The Class of Miss MacMichael the third and final film to feature the pairing of Glenda Jackson and Oliver Reed (following Women In Love and The Triple Echo) is a deeply flawed, muddled affair that doesn't seem to know what it wants to be and ends up being rather a mess.
The story depicts the efforts and different approaches of the teaching staff at an approved school full of rowdy delinquents in innercity London in the late 1970s. Glenda Jackson is our titular heroine Miss MacMichael, a rather frumpy committed educator who is happy to share the jokes and laugh along with her disruptive pupils rather than curb or at least manage their ill behaviour. Quite why she is so respected by her charges is a mystery to me and the film makes no effort in explaining either. It's all very strange as she just comes across as a wet ineffectual type who such kids would run rings around and make just as much fun of in normal circumstances. Her style of teaching, or rather her opinion of the kids given we see precious little teaching, is markedly different to the school's head, Mr Sutton, a haughty martinet played by Oliver Reed, largely several yards over the top.

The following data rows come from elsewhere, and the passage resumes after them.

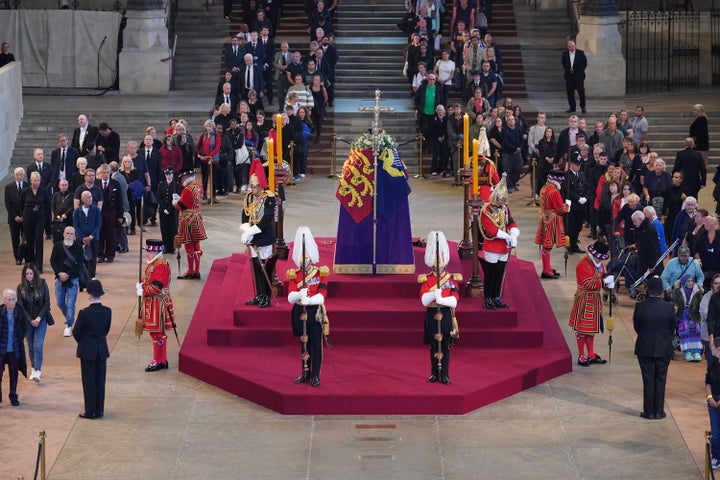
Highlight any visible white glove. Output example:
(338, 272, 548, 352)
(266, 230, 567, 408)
(301, 293, 324, 306)
(171, 193, 180, 206)
(136, 282, 143, 297)
(436, 295, 458, 308)
(435, 289, 444, 303)
(578, 197, 587, 205)
(287, 291, 303, 303)
(421, 291, 436, 307)
(509, 227, 519, 248)
(606, 282, 615, 290)
(565, 199, 572, 211)
(603, 275, 615, 286)
(496, 230, 511, 240)
(241, 233, 253, 244)
(163, 209, 169, 215)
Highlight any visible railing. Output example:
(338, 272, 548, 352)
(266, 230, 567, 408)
(620, 10, 700, 93)
(568, 0, 580, 37)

The general consensus in any review seems to be that Reed's broad playing is so farcical that it scuppers the film, but to be honest I'm not sure that criticism is all that correct - and tellingly, in his autobiography Class Actor, Phil Daniels claims that though it was clear for all to see Reed was determined to clownishly mug for all his worth during filming on reflection today he thinks he likely had the right idea for this material. Some would have you believe that The Class of Miss MacMichael was an earnest attempt to depict the harsh realities of reform school and that the reason why it was not a success was because Reed refused to play it straight, but in all honesty this film from director Silvio Narizzano seems to have precious little interest in realism and plays more like a very juvenile broad comedy, a vibe that is enhanced with the jolly score from Stanley Myers and the pranks the kids play. This tone is also evident in the US posters (seen at the top of this review and below this paragraph) which claim it "Makes Kotter and his sweathogs look like kindergarten", a reference to the US sitcom of the time, Welcome Back Kotter, which means nothing to me and perhaps nothing to UK audiences.
It's also interesting to note how, at the time, Miss MacMichael's style was seen as liberal whilst Mr Sutton's was seen as boorish and discipline heavy, because in many ways the latter's determination to keep a difficult child with learning difficulties and arrested development at the school can be seen, rightly or wrongly, as a progressive and before its time attempt at the inclusion strategy and much more open minded than MacMichael etc's belief that the child should be taken to a mental institution. And is there really anything to benefit from letting problem children run riot, drink, smoke, have sex and take drugs in school, - which is what Miss MacMichael does? As Martin her American boyfriend says at one point, being a pushover to the kids isn't really helping them.
They may be singing from different hymn sheets here but Reed and Jackson are really the only main characters of any interest here and let's face it, even when they're not at their best they are the kind of actors you struggle to take your eyes off. The film was made in the UK but funded by America which perhaps explains the presence of Michael Murphy as MacMichael's aforementioned whiny, wine swilling middle class American boyfriend and Rosalind Cash as her colleague and best friend, a teacher from America. Both are terrible, dull and an ill fit in these surroundings. Perhaps the best enjoyment that could be had here is spotting young actors like Phil Daniels, Perry Benson, Patrick Murray (Only Fools and Horses Mickey Pearce) and Gabrielle Glaister (Blackadder's Bob) to name but a few, whilst Daniels' band Renoir play over the credits.
Overall, this is the kind of turkey that leaves you frustrated and wondering what on earth they were thinking at each and every turn. Perhaps it's best viewed not as a To Sir, With Love or a Grange Hill and more as Carry On (Reform School) Teacher!